I'm so in love with my gorgeous baby! I just had to share some pictures! But of course pictures never capture how adorable they actually look in person! So here is my Shae!


----------



## Pandemonium (Jul 27, 2013)




----------



## Pandemonium (Jul 27, 2013)

Share any pictures you have as well! I'd love to see them


----------



## bugster (Aug 18, 2012)

She is adorable! She looks so comfortable. Have fun with your little girl!


----------



## Pandemonium (Jul 27, 2013)

Thank you! Haha yeah she loves sleeping on my lap she rolls around for a good 5-10 minutes before finally sleeping tho!


----------



## MochiAndMe (Jul 13, 2013)

She's very cute!


----------



## abbys (Oct 13, 2012)

So pretty! And she looks so cozy and relaxed!


----------



## Pandemonium (Jul 27, 2013)

Whenever she sleeps she splats!

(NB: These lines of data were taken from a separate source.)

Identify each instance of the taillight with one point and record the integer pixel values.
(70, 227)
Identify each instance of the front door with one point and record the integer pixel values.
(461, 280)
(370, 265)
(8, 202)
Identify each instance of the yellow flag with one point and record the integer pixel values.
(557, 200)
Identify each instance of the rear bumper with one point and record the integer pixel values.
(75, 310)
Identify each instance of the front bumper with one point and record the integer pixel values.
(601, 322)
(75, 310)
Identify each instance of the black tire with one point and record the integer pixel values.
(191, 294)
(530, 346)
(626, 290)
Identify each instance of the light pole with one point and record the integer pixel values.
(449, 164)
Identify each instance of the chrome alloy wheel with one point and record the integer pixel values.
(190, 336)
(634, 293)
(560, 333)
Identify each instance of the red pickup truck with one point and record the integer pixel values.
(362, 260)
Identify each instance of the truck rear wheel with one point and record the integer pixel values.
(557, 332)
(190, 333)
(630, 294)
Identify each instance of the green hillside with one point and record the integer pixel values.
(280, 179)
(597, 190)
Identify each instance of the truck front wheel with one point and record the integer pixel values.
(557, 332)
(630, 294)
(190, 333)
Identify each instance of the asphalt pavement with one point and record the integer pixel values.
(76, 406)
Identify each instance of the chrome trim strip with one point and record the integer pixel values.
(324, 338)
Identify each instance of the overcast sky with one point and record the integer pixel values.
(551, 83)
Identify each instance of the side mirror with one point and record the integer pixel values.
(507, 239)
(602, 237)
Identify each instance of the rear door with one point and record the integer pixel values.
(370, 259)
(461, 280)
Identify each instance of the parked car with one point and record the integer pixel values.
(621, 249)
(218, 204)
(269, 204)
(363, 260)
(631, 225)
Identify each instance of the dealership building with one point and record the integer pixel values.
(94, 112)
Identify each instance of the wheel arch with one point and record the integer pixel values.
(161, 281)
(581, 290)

Or she lays on her back a lets me rub her little tummy  she's adorable


----------



## Pandemonium (Jul 27, 2013)




----------



## shetland (Sep 2, 2008)

Well, we all know I can never get enough pictures of little Miss Shae!!!


----------



## AngelaH (Jul 24, 2012)

Awwww such a cute sweet little thing!


----------